A short film titled Monks On Mission made by a team of young monks at ISKCON Gurugram won the Outstanding Achievement Award at the 24th monthly season of Tagore International Film Festival (TIFF) last week. The film has been automatically nominated for the prestigious Sun of the East Award, and is based on the Covid-aid programme initiated by ISKCON temple at Gurugram in the second wave.
The 11-minute film is written and conceptualised by monk Padasevan Bhakta Das, directed by HG Rambhadra Das, President, ISKCON Gurugram, and the editing, shooting, and sound design was done by Pankaj Shyam, who was a Freelance Graphic Designer before becoming a monk. A total of seven monks — Aradhya Gaur Das (lead), Sri Nitai Das, Sevya Giridhari Das, Parmatama Hari Das, Rakesh Roshan, and Rahul Jhanghu, along with Padasevan in a small role — have acted in the film.
“The idea was to show what we are doing to inspire people to help others. Movie-making was something I always wanted to do, and our temple encouraged and provided me with the resources. On the recommendation of a friend in ISKCON Delhi, I did a free script writing course by Pixar available on Khan Academy website, and then I planned the whole film and its different scenes on a piece of paper and showed it to the President,” says Das.
The movie opens with a monk getting a call from a Covid-affected family desperate for food, and from there begins a chain of calls. “The film is about the dilemma of whether we should go out to help people or keep ourselves safe inside the temple. Mainly, because we have very limited resources. Our temple is under construction, our kitchen was in a temporary setup and there was the risk factor for those who would go out,” adds the monk.
The shooting began in the first week of May, and was completed in a week, and the film was released mid-May. The protagonist is a monk, who goes about his daily routine till one day something changes his whole life. But he faces the challenges and overcomes those problems. So, the film has an introduction, rising action and falling action,” adds Padasevan, who also wrote the film’s dialogues.He goes on to share his behind-the-scenes experiences, saying, “I had some idea about acting, but everyone else was doing it for the first time. Even one-minute scenes took us two hours to shoot, with 30-40 retakes. But it came out well.”
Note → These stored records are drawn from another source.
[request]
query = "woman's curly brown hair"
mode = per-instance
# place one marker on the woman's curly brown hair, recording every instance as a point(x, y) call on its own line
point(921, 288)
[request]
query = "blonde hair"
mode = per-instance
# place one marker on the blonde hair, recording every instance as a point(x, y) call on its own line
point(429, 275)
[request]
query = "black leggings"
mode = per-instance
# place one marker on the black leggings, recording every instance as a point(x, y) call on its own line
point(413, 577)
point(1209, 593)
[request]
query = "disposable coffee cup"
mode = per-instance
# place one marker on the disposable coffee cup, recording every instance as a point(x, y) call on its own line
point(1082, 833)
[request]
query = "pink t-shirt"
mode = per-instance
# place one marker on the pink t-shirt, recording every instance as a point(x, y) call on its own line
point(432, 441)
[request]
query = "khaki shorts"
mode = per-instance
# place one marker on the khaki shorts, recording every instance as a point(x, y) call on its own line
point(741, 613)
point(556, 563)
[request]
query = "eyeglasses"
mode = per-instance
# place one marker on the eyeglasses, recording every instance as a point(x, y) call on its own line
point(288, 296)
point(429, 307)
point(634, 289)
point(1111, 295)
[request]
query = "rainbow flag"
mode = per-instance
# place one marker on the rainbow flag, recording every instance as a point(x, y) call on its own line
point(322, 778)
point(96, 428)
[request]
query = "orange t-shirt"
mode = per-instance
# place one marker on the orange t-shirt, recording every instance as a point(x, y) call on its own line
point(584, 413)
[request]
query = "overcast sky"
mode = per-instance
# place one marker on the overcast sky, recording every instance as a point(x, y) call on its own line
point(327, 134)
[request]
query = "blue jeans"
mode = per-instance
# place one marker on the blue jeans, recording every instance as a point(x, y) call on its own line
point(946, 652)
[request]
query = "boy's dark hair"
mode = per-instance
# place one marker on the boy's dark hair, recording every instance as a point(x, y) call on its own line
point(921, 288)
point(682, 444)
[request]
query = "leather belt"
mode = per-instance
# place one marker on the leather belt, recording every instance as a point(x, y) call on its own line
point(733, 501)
Unlike professional movie makers with a barrage of camera equipment to shoot one scene, the monks managed to shoot the whole film with just the temple’s DSLR camera. “We would shoot one scene from different angles with that camera. We did not have a professional audio recording device, so the dialogues were recorded using smart phones that were hidden mostly in the pockets of the monks’ clothes,” adds Padasevan.
The film also taught the makers how to incorporate creative differences. “I remember an incident where an old lady got upset after her meal got delayed. We wanted to have that scene in the film. One team member wanted to go to her place and shoot the scene, while I was of the view that it should be done over the phone. But he insisted on visiting her, and she agreed to re-enact the scene, and it came out well!” says Padasevan.